In the same way that one of life's biggest questions will always be, "why did Judi Dench agree to be in Cats?", I don't think I will ever understand what possessed the likes of Minnie Driver and Pierce Brosnan to be involved in this film, short of actually being possessed. It is so thoroughly undeserving of Driver's impeccable comic timing that it's almost unfair. Brosnan gets to yell a couple of funny lines and mercifully hardly sings at all, but I can only imagine the size of the paycheck that would have convinced them to attach themselves to this project. Even British funnymen Rob Beckett, James Acaster and Romesh Ranganathan, while perhaps understandably drawn by the opportunity, do themselves a disservice by being lowered to James Corden's level. Corden continues to cement his reputation as one of the most pervasively annoying performers working today by doing typically stupid things. I wish more film musical producers would wise up to the fact that his involvement makes films instantly worse.
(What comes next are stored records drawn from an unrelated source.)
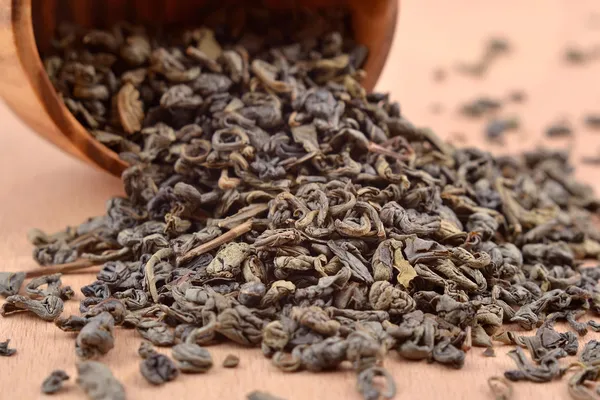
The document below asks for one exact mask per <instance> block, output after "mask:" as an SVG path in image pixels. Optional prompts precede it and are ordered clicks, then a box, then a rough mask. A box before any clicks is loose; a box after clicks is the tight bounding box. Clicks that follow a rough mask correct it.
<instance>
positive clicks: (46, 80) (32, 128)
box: [0, 0, 399, 175]
mask: <svg viewBox="0 0 600 400" xmlns="http://www.w3.org/2000/svg"><path fill="white" fill-rule="evenodd" d="M202 1H203V0H0V29H1V31H0V71H1V74H0V96H1V97H2V98H3V99H4V100H5V102H6V103H7V104H8V106H9V107H10V108H11V109H12V110H13V111H14V112H15V113H16V114H17V115H18V116H19V117H20V118H21V119H22V120H23V121H25V122H26V123H27V124H28V125H29V126H30V127H31V128H32V129H33V130H34V131H36V132H37V133H38V134H40V135H41V136H42V137H44V138H45V139H47V140H49V141H50V142H52V143H54V144H55V145H57V146H58V147H60V148H61V149H63V150H64V151H66V152H68V153H69V154H71V155H74V156H76V157H78V158H80V159H81V160H84V161H86V162H89V163H91V164H93V165H95V166H97V167H99V168H101V169H104V170H106V171H108V172H110V173H112V174H113V175H120V174H121V172H122V171H123V170H124V169H125V168H126V167H127V164H126V163H125V162H124V161H123V160H121V159H120V158H119V157H118V155H117V154H116V153H115V152H113V151H112V150H110V149H109V148H107V147H105V146H104V145H102V144H100V143H99V142H97V141H95V140H94V138H93V137H92V136H91V135H90V133H89V132H88V131H87V129H85V128H84V127H83V126H82V125H81V124H80V123H79V122H78V121H77V119H76V118H75V117H74V116H73V115H72V114H71V113H70V112H69V110H68V109H67V108H66V106H65V105H64V104H63V103H62V102H61V101H60V100H59V97H58V96H57V94H56V92H55V90H54V88H53V86H52V84H51V83H50V80H49V79H48V77H47V75H46V73H45V70H44V67H43V65H42V61H41V59H40V56H39V52H38V49H44V48H45V46H47V45H48V43H49V41H50V38H51V37H52V36H53V34H54V30H55V27H56V26H57V24H58V23H60V22H62V21H65V20H67V21H74V22H76V23H78V24H80V25H83V26H85V27H90V26H106V25H108V24H110V23H113V22H116V21H119V20H130V21H136V22H142V23H146V24H148V23H150V24H162V23H173V22H177V23H179V22H182V23H183V22H186V23H187V22H193V17H194V8H195V7H197V6H199V4H200V3H202ZM223 1H224V2H227V1H231V0H223ZM238 1H242V0H238ZM264 2H266V3H268V4H267V5H268V6H270V7H293V6H297V5H298V4H301V5H302V6H309V7H319V6H324V5H332V4H337V5H346V6H348V7H349V8H350V10H351V13H352V24H353V28H354V31H355V34H356V38H357V40H358V42H359V43H361V44H364V45H366V46H367V47H368V48H369V57H368V59H367V62H366V65H365V70H366V72H367V78H366V80H365V81H364V82H363V84H364V86H365V87H366V89H367V90H371V89H372V88H373V87H374V86H375V83H376V82H377V78H378V77H379V75H380V73H381V70H382V69H383V66H384V64H385V61H386V58H387V55H388V53H389V51H390V47H391V44H392V39H393V36H394V31H395V27H396V18H397V13H398V6H399V0H264ZM150 3H152V7H148V5H149V4H150ZM190 19H192V20H191V21H190Z"/></svg>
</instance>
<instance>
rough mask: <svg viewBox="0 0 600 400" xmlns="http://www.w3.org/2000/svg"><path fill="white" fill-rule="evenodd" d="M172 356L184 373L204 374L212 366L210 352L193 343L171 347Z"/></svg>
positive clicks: (185, 343)
mask: <svg viewBox="0 0 600 400" xmlns="http://www.w3.org/2000/svg"><path fill="white" fill-rule="evenodd" d="M172 355H173V358H174V359H175V361H177V366H178V367H179V369H180V370H181V372H184V373H199V372H206V371H208V370H209V369H211V368H212V366H213V361H212V357H211V355H210V352H209V351H208V350H206V349H205V348H204V347H201V346H198V345H197V344H193V343H181V344H178V345H176V346H174V347H173V350H172Z"/></svg>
To conclude with a continued connection to the aforementioned Cats, at least that atrocity had the audacity to be original. Every fumbled second of Cinderella (2021) reminds you that it has absolutely no idea who it's for, what it's doing or why it exists. There are some fleeting moments of dry, sarcastic and self-effacing humour that draw out some wry smiles, but they simply aren't frequent enough to save this film from the pit of despair (a reference to a far superior fairytale I wish I had watched for the hundredth time instead of wasting my life on this hack-job). I imagine Cannon thinks she has created something terribly clever, progressive and empowering—and she may well have—but it isn't this film.
Cinderella is streaming on Amazon Prime Video now.